Anti-vaxxers are healthy enough. While you missed your family, they partied. Between their anti-Semitic conspiracy theories, lamentations that masks bring tyranny, public tantrums, screaming and fisticuffs, I’ve lost sympathy.
Their tropes about masks and vaccines killing business are pathetically false. Many conscientious people now minimize time in public, thanks to these swaggering bullies.
When automobile users won’t buckle up or drive sober, we don’t beg. COVID-19 is now as preventable as smoking-related illness. Long ago, anti-vaxxers made up their minds. Government needs to stop holding their hands. They’ll behave when they face more consequences than those they terrorized.
Dylan Armstrong
Punahou
Comment on Army’s land lease renewals
The Army’s $1, 65-year lease of 23,000 acres at Pohakuloa won’t expire until 2029, but it is already preparing an environmental impact statement (EIS) for keeping that land. We have until June 7 to comment on the draft EIS; you can see it and make comments at home.army.mil/hawaii/index.php/ptaeis/project-home.
Unfortunately, the lease covers a relatively small area of land that was tacked onto a much larger piece: 84,000 acres that had been taken by executive order. The same thing — theft of a big piece and lease of a neighboring smaller piece of land — happened at Makua Valley. A draft EIS for land retention at Makua is in the works, together with land at Kahuku and Poamoho.
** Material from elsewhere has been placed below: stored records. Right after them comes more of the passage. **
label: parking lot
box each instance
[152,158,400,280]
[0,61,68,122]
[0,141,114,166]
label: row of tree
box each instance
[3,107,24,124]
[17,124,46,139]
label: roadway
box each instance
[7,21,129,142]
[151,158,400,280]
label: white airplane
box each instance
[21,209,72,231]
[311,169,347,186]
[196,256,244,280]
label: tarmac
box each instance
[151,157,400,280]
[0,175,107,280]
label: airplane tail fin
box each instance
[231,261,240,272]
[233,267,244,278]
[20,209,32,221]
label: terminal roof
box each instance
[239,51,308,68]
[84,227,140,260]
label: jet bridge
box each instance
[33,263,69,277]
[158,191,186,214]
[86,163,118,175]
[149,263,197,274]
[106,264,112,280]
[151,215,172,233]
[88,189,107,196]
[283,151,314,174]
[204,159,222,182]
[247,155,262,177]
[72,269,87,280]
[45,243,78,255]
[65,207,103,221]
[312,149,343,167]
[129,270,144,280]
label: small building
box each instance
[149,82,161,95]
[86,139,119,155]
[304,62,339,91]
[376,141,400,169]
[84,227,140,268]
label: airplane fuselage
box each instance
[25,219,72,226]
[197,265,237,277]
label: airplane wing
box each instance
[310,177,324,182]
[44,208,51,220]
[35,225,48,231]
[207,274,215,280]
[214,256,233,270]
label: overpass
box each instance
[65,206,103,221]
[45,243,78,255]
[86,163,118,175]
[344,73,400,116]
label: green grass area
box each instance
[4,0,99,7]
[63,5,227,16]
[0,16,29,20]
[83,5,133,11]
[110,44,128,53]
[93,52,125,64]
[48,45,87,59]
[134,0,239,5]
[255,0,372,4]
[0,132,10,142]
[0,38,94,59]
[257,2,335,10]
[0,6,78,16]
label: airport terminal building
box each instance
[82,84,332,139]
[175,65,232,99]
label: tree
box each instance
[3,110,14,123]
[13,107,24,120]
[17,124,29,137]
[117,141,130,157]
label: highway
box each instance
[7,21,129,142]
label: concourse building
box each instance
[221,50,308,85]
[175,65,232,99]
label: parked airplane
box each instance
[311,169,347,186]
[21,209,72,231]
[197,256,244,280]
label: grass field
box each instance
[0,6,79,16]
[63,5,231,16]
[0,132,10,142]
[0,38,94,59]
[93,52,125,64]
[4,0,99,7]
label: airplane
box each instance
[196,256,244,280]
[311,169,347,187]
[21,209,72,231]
Keep your eye out for public participation opportunities.
Regina Gregory
Makiki
Feral chicken bounty could easily be filled
If there was a $5 bounty on live feral chickens out here in Waianae, there would be dozens of chickens ready for pickup overnight (“City spends $7,000 to trap 67 feral chickens,” Star-Advertiser, May 12).
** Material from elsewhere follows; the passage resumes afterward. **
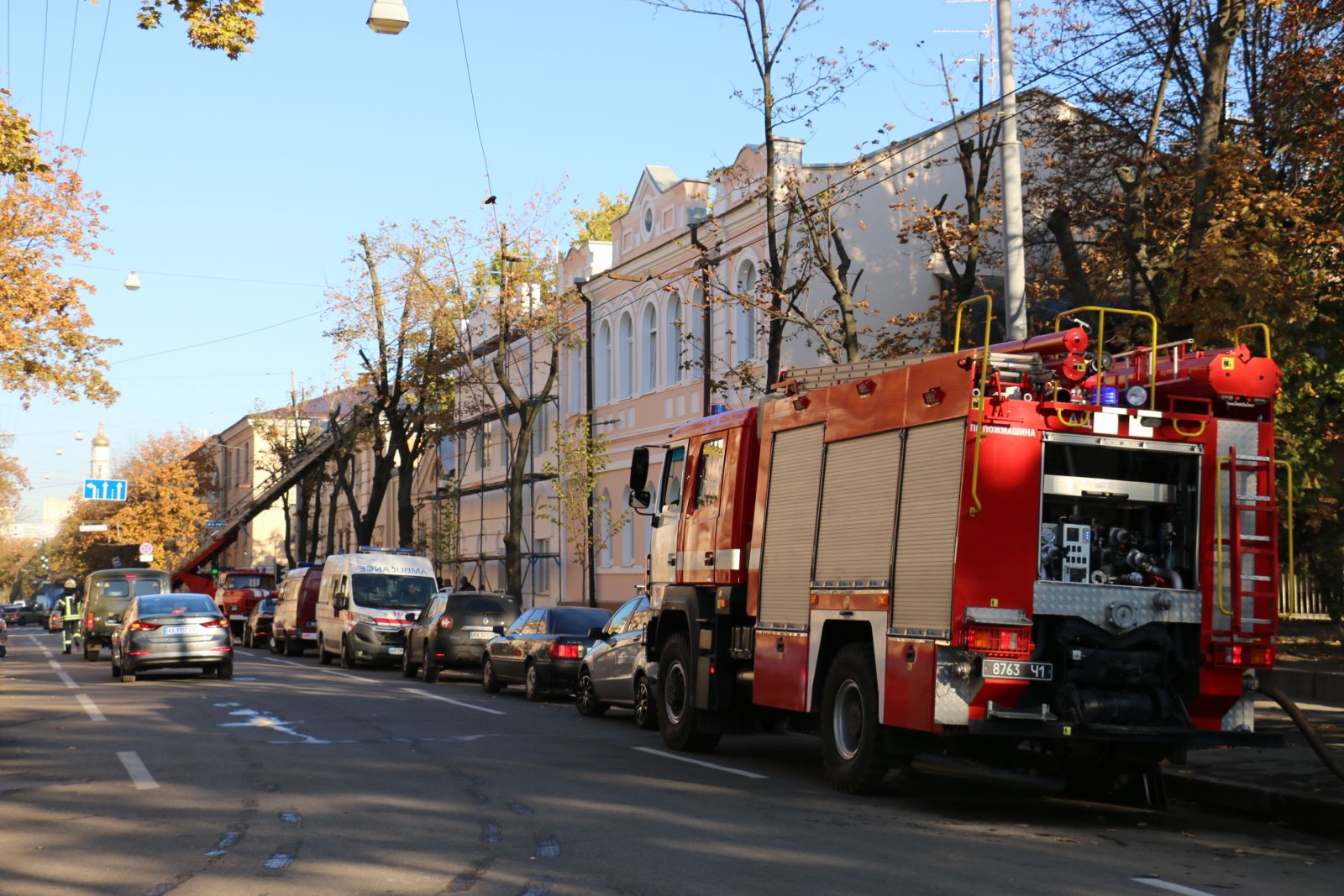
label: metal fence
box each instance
[1278,571,1331,619]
They are all over and are a nuisance (they crow at 1 a.m., and dig up vegetables while looking for bugs). Just say the word and you’ll have a line of folks with choke chickens the next day.
John Burke
Waianae
America shares guilt of global war crimes
America has been at war every day since World War II. Something’s wrong.
The enemy-bashing and warmongering from right and left politicians and media imply there are only good guys or bad guys, and we’re the good guys. But if bad guys kill civilians, then America is in the same categories as our enemies.
So let’s deal with our crimes against humanity:
America’s incendiary bombs killed between 80,000 and 125,000 civilians in Tokyo in one night. And our nuclear bombs killed between 125,000 and 225,000 (mostly civilians) after that.
American soldiers intentionally killed about 500 unarmed civilians in My Lai in Vietnam.
In the President Bill Clinton-directed NATO’s 78-day bombing of Serbia, more than 13,000 civilians were killed. According to then-Sen. Joe Biden, the war was important for “our ability to secure our interests any place in the world.”
More than 180,000 civilians were killed in President George W. Bush’s war in Iraq.
The list goes on.
Carol Han
Makiki
TMT protesters left a mess at access road
My wife and I were on Hawaii island recently and we went to Mauna Kea to see if it is as beautiful as we’ve been told. We found that to be true.
The only blight on the landscape was the mess at the bottom of the access road left by the protesters of the Thirty Meter Telescope. If that is the type of stewardship we can expect from the new governing body that is being created, maybe the University of Hawaii should be left in charge (“Lawmakers tout ‘historic’ $1 billion in state funds benefiting Native Hawaiians,” Star-Advertiser, May 5).